2015年には2位、2016年には1シーズン2勝し3位、少し前のコラムでも書いたが、スーペリオフックの数種類がラインナップされてから、私のトーナメントの成績もより上位で安定し、現行のアイテムが出そろった2021年シリーズのトーナメントは実に冴えわたり、1位と僅かに1ポイント差の2位とA.O.Y.こそ逃したものの、確実に優勝争いに加わっていた。それはまさに知識と経験の成しえたことではあった。


バストーナメンターが30代でピークを迎える要因は肉体的な問題もあるだろう。

私とて年々視力は低下し、一日中ハードにプラクティスを行う体力や集中力は明らかになくなってきている。

しかし、ここまでハイパフォーマンスを維持できている。

私が30代でピークアウトが起こる要因として私が考えているのは、肉体的な衰えに加え、知識や経験による恩恵以外の部分、つまり思い込みや決めつけもあると分析している。

このスーペリオフックの開発に携わる前までは、フックについては私もこのフィールドはこれ、このリグはこれとマンネリ化してきている部分もあった。

それはもちろん積み重ねてきたものなのでベストな選択なのかもしれないが、ときには変化に対応できない。あるいは変化に気づくきっかけさえ奪ってしまっているかもしれないのだ。

フィールドも、他の選手、特に若い選手は絶え間なく進歩している。

今がダメだったとき、そこで自分が変わらなければ時代に置いて行かれるだけだ。

実際前のコラムで書いたバックスライドだが、それまでの私だったらバックスライド自体やらなかった。テキサスリグで勝負ができると思っていた。

実はあのフック開発があってこそのバックスライドパターンだったのだ。

フックに関してはシーズン中もいろいろとコンビネーションを試した。

例えばこれまでライク2.5をサスペンドで使うには私的にはMⅡフック #8という組み合わせが定番であったが、最終戦の桧原湖ではライク エラストマー2.5を使うことで#6を選択。

よりミスの少ないやり取りができた。

同じく第2戦の弥栄戦でも、ネコリグに対してそれまではMⅡフック #8がメインだったが、水が濁っていたことでフックをそれほど隠す必要がなくなり、#6に変えることでキャッチ率が上がった。

 
もちろんワームごとの定番となる推奨サイズはあるのだが、何事も試してみる価値はある。

こと釣りにおいてはチャンスがあるのならば他にもあらゆることは試しておいたほうがよい。

バスフックの世界では後発のスーペリオフックなので、未だ使ったことのない方もいるかもしれない。

その方にもぜひ試してもらって「あ、この針いいな」って立ちどまってもらえるように私はこれまでの知識と経験をフックに注ぎ込み、後発であるが故の洗練されたものや、さらにこれまでになかったイメージが描けるように挑戦をあきらめないでいる。

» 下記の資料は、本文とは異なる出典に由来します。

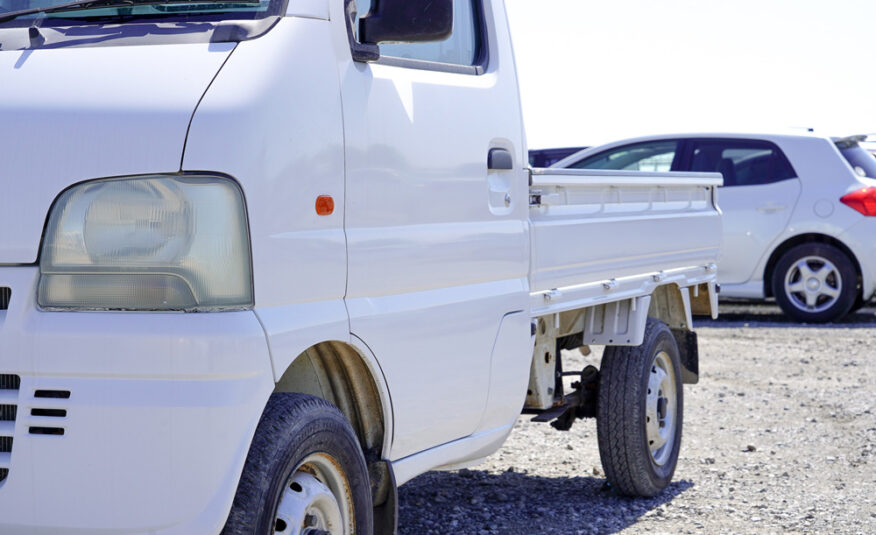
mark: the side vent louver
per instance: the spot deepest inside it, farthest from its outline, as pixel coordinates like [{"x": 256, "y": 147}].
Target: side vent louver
[
  {"x": 9, "y": 385},
  {"x": 46, "y": 414}
]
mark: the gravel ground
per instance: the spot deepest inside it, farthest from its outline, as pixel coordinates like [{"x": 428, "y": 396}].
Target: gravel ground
[{"x": 779, "y": 437}]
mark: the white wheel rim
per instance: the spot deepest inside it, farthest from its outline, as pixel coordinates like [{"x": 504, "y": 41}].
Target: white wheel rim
[
  {"x": 661, "y": 408},
  {"x": 813, "y": 284},
  {"x": 317, "y": 500}
]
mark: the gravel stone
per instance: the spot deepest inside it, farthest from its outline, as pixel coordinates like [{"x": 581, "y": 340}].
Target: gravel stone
[{"x": 779, "y": 437}]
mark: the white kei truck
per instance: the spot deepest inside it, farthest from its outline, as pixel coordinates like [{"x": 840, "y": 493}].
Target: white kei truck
[{"x": 263, "y": 261}]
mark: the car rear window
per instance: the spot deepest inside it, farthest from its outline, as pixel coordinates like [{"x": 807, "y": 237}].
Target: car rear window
[{"x": 862, "y": 162}]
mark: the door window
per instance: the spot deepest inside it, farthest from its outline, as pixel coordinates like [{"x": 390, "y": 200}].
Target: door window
[
  {"x": 463, "y": 47},
  {"x": 741, "y": 162},
  {"x": 654, "y": 156}
]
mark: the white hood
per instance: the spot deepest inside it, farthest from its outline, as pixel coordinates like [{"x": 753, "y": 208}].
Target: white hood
[{"x": 74, "y": 114}]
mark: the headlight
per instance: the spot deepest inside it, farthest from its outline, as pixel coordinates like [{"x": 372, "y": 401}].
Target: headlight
[{"x": 147, "y": 243}]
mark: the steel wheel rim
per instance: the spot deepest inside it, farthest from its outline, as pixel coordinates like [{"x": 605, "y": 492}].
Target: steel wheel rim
[
  {"x": 661, "y": 408},
  {"x": 813, "y": 284},
  {"x": 317, "y": 500}
]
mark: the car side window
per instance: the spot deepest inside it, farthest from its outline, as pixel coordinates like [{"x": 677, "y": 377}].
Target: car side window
[
  {"x": 741, "y": 162},
  {"x": 463, "y": 47},
  {"x": 654, "y": 156}
]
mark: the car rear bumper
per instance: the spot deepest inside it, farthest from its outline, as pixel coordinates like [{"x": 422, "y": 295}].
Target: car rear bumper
[
  {"x": 861, "y": 239},
  {"x": 156, "y": 426}
]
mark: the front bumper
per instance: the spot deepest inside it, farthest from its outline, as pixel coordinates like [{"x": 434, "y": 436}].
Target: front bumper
[{"x": 161, "y": 411}]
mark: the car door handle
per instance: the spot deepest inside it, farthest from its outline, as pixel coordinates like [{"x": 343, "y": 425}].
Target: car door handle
[
  {"x": 499, "y": 160},
  {"x": 771, "y": 208}
]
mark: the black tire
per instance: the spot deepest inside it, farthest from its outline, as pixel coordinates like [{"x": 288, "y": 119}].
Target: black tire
[
  {"x": 293, "y": 428},
  {"x": 843, "y": 279},
  {"x": 624, "y": 449}
]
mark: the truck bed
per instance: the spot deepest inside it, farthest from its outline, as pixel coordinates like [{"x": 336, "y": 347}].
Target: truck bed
[{"x": 603, "y": 236}]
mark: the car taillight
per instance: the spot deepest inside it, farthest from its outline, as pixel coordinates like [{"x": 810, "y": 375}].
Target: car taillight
[{"x": 862, "y": 200}]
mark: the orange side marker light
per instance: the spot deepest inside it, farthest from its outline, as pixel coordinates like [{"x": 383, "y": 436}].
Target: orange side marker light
[{"x": 325, "y": 205}]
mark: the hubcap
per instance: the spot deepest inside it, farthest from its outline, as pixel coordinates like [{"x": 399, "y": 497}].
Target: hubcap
[
  {"x": 661, "y": 408},
  {"x": 316, "y": 501},
  {"x": 813, "y": 284}
]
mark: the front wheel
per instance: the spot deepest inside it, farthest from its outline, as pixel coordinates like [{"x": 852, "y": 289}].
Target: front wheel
[
  {"x": 815, "y": 282},
  {"x": 639, "y": 415},
  {"x": 304, "y": 475}
]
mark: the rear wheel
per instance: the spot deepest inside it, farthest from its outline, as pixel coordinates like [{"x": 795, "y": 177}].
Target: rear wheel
[
  {"x": 305, "y": 474},
  {"x": 815, "y": 282},
  {"x": 639, "y": 415}
]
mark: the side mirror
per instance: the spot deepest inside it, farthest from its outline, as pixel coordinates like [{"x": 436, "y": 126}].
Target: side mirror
[{"x": 407, "y": 21}]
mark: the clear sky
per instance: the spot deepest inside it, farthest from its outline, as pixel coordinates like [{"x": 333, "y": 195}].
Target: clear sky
[{"x": 592, "y": 71}]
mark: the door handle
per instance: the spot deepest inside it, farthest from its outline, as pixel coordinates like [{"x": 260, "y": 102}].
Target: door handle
[
  {"x": 499, "y": 160},
  {"x": 771, "y": 208}
]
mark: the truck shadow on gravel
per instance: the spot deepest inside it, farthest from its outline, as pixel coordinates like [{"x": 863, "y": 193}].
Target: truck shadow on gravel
[
  {"x": 477, "y": 502},
  {"x": 767, "y": 314}
]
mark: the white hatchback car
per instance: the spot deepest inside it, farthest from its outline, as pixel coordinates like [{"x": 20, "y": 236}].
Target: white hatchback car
[{"x": 799, "y": 212}]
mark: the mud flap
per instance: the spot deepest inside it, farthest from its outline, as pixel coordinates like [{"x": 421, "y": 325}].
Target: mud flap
[
  {"x": 384, "y": 494},
  {"x": 688, "y": 351}
]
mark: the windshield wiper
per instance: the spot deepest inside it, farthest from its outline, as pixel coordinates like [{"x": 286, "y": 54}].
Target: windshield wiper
[{"x": 91, "y": 4}]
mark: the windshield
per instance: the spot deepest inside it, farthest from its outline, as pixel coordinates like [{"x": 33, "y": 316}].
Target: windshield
[
  {"x": 108, "y": 11},
  {"x": 862, "y": 162}
]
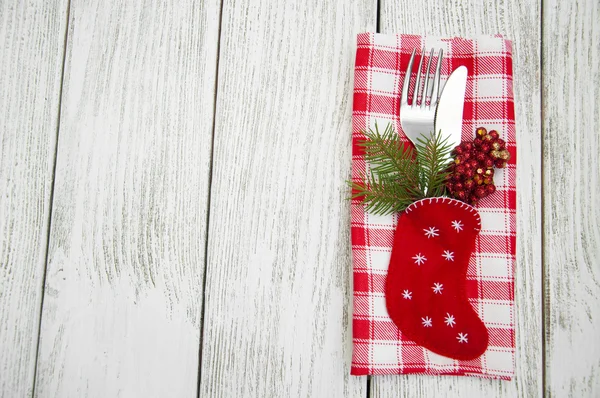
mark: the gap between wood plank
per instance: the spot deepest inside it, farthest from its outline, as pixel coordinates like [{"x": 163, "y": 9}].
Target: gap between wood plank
[
  {"x": 46, "y": 254},
  {"x": 542, "y": 212},
  {"x": 208, "y": 201}
]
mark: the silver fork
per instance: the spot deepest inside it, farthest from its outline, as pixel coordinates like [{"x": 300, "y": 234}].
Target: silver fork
[{"x": 417, "y": 118}]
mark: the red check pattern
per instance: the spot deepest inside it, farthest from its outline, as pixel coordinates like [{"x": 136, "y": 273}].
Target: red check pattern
[{"x": 379, "y": 347}]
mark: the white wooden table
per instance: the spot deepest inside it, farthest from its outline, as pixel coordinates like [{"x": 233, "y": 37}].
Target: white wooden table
[{"x": 172, "y": 213}]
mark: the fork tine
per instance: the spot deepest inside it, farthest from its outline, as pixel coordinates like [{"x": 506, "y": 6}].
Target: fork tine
[
  {"x": 406, "y": 84},
  {"x": 426, "y": 88},
  {"x": 436, "y": 80},
  {"x": 418, "y": 80}
]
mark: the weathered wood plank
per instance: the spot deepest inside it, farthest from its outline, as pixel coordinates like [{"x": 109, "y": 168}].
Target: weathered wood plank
[
  {"x": 520, "y": 22},
  {"x": 32, "y": 39},
  {"x": 278, "y": 309},
  {"x": 123, "y": 294},
  {"x": 571, "y": 54}
]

2022年、私は10年ぶりにJBTOP50の頂点に返り咲いた。

その4日後、私は48歳の誕生日を迎えた。

これまでのA.O.Y.獲得最高年齢を9歳も更新した。

まだまだ立ち止まるつもりはない。

バストーナメントにおいて、知識と経験はもちろん大きな武器である。

そこで立ち止まらないからこそ、その知識と経験はさらに大きくなり、より強力な武器となることを実感できたシーズンだった。

ここに返り咲くためにスーペリオフックは生まれた。

そして次のステージにも導いてくれるであろう。